Kamis, 03 September 2009

Tabrakan Komet Tidak Mengakibatkan Kepunahan

1 komentar
Ilmuwan sedang memperdebatkan seberapa banyak kepunahan massal yang pernah terjadi di atas bumi yang diakibatkan oleh tabrakan benda langit ke permukaan planet.

Kebanyakan setuju bahwa tabrakan akibat asteroid 65 juta tahun lalu membawa datangnya akhir zaman dinosaurus. Namun di balik itu semua, masih ada ketidak-pastian seberapa banyak kepunahan massal lainnya yang terjadi karena tabrakan benda-benda asing ke permukaan Bumi.

Sebenarnya, para astronom tahu betul bahwa wilayah bagian dalam tata surya kita (termasuk Bumi) telah dilindungi oleh planet Jupiter dan Saturnus yang, berkat gaya gravitasinya yang besar, sehingga mampu melontarkan komet menjauh ke ruang antar bintang atau kadang-kadang menarik mereka sehingga menabrak permukaan kedua planet tersebut.

Hal ini dibuktikan pada 20 Juli lalu ketika timbul sebuah bekas "luka" yang besar di atas permukaan Jupiter, yang kemungkinan disebabkan oleh tabrakan meteor ke permukaannya.

Penelitian dari Universitas Washington (UW) menunjukkan adanya indikasi yang tinggi kalau komet bukanlah penyebab kepunahan massal di Bumi atau tidak bertanggung jawab terhadap satu atau lebih dari peristiwa kepunahan massal itu.

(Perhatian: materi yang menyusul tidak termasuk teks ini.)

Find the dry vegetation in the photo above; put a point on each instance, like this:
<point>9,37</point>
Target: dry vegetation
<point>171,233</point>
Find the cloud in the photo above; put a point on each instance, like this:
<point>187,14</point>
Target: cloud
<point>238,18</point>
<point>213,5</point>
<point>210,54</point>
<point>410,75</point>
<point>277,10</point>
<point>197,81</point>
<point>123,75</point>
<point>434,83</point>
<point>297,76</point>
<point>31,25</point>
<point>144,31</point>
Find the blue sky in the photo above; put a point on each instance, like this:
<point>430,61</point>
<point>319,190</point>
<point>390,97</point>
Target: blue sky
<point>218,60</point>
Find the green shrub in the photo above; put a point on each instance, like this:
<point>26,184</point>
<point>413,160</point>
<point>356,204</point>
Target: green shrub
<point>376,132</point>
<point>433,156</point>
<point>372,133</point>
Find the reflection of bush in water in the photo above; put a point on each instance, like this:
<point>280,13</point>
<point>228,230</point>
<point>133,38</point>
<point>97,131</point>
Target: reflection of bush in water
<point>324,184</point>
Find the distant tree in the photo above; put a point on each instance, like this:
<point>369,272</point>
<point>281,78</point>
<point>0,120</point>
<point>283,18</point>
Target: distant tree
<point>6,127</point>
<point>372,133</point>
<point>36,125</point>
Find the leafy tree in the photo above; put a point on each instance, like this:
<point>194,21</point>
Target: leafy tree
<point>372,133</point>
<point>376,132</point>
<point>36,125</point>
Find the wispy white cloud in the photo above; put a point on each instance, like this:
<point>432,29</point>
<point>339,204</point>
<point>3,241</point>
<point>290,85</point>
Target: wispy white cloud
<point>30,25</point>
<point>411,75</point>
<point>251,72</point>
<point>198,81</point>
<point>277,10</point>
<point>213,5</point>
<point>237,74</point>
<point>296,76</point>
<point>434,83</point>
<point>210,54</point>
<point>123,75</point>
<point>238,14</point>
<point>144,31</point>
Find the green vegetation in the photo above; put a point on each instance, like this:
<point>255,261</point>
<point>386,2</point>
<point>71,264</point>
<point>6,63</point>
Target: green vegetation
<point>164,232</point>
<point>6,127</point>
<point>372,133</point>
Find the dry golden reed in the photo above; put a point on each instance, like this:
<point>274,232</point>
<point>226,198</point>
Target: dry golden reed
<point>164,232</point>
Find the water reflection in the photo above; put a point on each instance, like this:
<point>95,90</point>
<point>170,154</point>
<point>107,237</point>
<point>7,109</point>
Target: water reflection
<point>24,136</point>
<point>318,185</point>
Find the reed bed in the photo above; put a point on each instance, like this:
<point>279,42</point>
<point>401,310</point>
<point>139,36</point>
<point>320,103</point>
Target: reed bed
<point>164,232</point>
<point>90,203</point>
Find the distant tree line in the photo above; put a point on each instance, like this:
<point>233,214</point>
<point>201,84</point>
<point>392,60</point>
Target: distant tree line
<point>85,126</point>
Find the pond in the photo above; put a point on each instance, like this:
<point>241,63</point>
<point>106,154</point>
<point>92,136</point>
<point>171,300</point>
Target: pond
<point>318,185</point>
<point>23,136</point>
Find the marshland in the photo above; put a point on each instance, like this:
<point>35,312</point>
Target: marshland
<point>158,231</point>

Penelitian itu juga menunjukkan bahwa banyak dari komet berperiode panjang yang memiliki lintasan yang bersilangan dengan Bumi berasal dari wilayah yang tak dapat diamati oleh para astronom. Sebuah komet berperiode panjang mempunyai rentang waktu antara 200 hingga 10 juta tahun untuk menyelesaikan satu orbit mengelilingi matahari.

"Semula kami mengira komet berperiode panjang yang kita lihat akan memberi kita gambaran bagaimana tampilan luar Awan Oort, tapi mereka malah memberi kita gambaran yang kurang jelas mengenai bagian dalam dari Awan Oort," tutur Nathan Kaib, seorang mahasiswa doktoral di UW, yang juga menulis sebuah jurnal edisi online untuk jurnal Science.

Awan Oort adalah sisa dari nebula yang membentuk tata surya kita 4.5 milliar tahun lalu. Awan ini terletak 93 juta mil dari matahari (1000 kali jarak dari Bumi ke matahari) dan membentang selebar 3 tahun cahaya (satu tahun cahaya sama dengan 9,460,730,472,580.8 km). Awan Oort berisi milliaran komet. Kebanyakan dari mereka berukuran terlalu kecil dan terlalu jauh untuk diamati.

Terdapat sekitar 3.200 komet berperiode panjang yang telah diketahui. Salah satu yang terkenal yaitu komet Hale-Bopp, yang dapat dengan mudah diamati pada 1996 dan 1997, sekaligus sebagai salah satu komet paling terang pada abad 20. Sebagai perbandingan, komet Halley yang muncul setiap 75 tahun sekali, merupakan komet berperiode pendek yang berasal dari wilayah yang berbeda dalam tata surya kita yang disebut Sabuk Kuiper.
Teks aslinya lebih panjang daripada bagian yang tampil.